In a proceeding, inter alia, in effect, to invalidate two deeds, David Bart Moskoff appeals from (1) an order of the Surrogate’s Court, Suffolk County (Braslow, S.), dated June 23, 2004, which denied his motion to vacate a decree and warrant of eviction of the same court entered October 11, 2002 and October 30, 2002, respectively, and (2) an order of the same court, also dated June 23, 2004, which granted the petitioner’s motion to vacate á stay imposed on March 18, 2003, prohibiting the disposition of the subject real property pending determination of an appeal by his wife from the decree and warrant of eviction.

Ordered that the appeal from the order granting the petitioner’s motion is dismissed, as the appellant is not aggrieved by that order (see CPLR 5511); and it is further,

Ordered that the order denying the motion is affirmed; and it is further,

Ordered that one bill of costs is awarded to the petitioner.

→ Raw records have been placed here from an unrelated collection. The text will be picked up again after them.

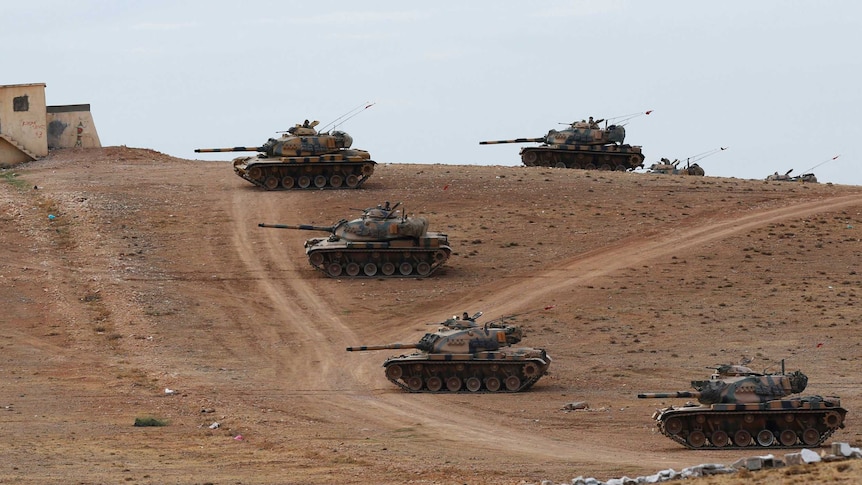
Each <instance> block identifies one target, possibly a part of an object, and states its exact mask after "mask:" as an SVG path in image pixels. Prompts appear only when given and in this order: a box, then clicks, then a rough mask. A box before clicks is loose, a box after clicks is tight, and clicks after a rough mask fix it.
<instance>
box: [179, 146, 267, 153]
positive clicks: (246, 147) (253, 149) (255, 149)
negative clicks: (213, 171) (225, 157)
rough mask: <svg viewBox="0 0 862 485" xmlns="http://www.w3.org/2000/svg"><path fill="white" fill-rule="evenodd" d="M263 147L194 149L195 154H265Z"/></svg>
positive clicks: (240, 147) (236, 147) (241, 147)
mask: <svg viewBox="0 0 862 485" xmlns="http://www.w3.org/2000/svg"><path fill="white" fill-rule="evenodd" d="M265 151H266V148H264V147H233V148H195V153H221V152H265Z"/></svg>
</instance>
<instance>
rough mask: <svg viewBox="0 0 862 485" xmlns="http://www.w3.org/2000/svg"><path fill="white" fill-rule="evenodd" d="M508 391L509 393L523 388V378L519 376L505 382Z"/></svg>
mask: <svg viewBox="0 0 862 485" xmlns="http://www.w3.org/2000/svg"><path fill="white" fill-rule="evenodd" d="M504 384H506V389H507V390H509V391H517V390H518V388H520V387H521V378H520V377H518V376H509V377H507V378H506V381H505V382H504Z"/></svg>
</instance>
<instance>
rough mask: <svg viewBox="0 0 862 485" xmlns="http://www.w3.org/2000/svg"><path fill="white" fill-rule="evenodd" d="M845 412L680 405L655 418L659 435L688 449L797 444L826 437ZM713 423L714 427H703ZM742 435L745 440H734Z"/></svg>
mask: <svg viewBox="0 0 862 485" xmlns="http://www.w3.org/2000/svg"><path fill="white" fill-rule="evenodd" d="M846 412H847V411H846V410H845V409H843V408H830V409H770V410H762V411H760V410H758V411H751V410H750V411H703V412H699V411H698V412H694V411H689V410H686V409H685V408H682V409H673V410H665V411H659V412H657V416H656V421H657V422H658V429H659V431H660V432H661V433H662V434H663V435H665V436H667V437H668V438H670V439H672V440H674V441H676V442H677V443H679V444H681V445H683V446H685V447H686V448H689V449H692V450H703V449H712V450H715V449H722V450H740V449H751V448H801V447H804V446H811V447H813V446H819V445H820V444H822V443H823V442H824V441H826V440H827V439H828V438H829V437H830V436H832V433H834V432H835V430H836V429H838V428H839V427H843V423H844V415H845V414H846ZM673 419H680V421H679V422H676V423H675V422H672V421H671V420H673ZM715 425H718V427H717V428H716V427H714V428H713V429H712V430H709V431H707V430H706V428H708V427H710V426H715ZM676 428H679V429H678V431H676V432H675V433H674V432H673V431H674V430H676ZM740 431H743V433H742V434H741V435H740ZM718 432H723V433H724V434H723V435H720V434H719V435H717V434H716V433H718ZM746 439H747V440H748V442H747V443H746V444H738V443H737V440H740V441H742V442H744V441H745V440H746ZM713 440H715V441H716V442H717V443H714V442H713ZM722 443H724V444H722Z"/></svg>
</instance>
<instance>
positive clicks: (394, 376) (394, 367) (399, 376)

The Surrogate’s Court properly denied the appellant’s motion, but on different grounds from those stated in the order appealed from. The appellant was neither a named nor an interested party to the proceeding, which was unopposed, to vacate the deeds and declare the subject property an asset of the decedent’s estate. Accordingly, his motion should have been denied on the ground that he lacked standing to bring it (see CPLR 3211 [a]; 5015 [a]; Kraker v Roll, 100 AD2d 424 [1984]; Lee v Wiegand, 28 AD2d 560, 561 [1967]). Furthermore, by failing to move for leave to intervene prior to the hearing on the petition, though the record shows that he had notice of the proceeding at least three months earlier, the appellant effectively waived any right he may have had to participate in the litigation (see NYCTL 1996-1 Trust v King, 304 AD2d 629, 631 [2003]; Vacco v Herrera, 247 AD2d 608, 609 [1998]). Krausman, J.P., Luciano, Spolzino and Lifson, JJ., concur.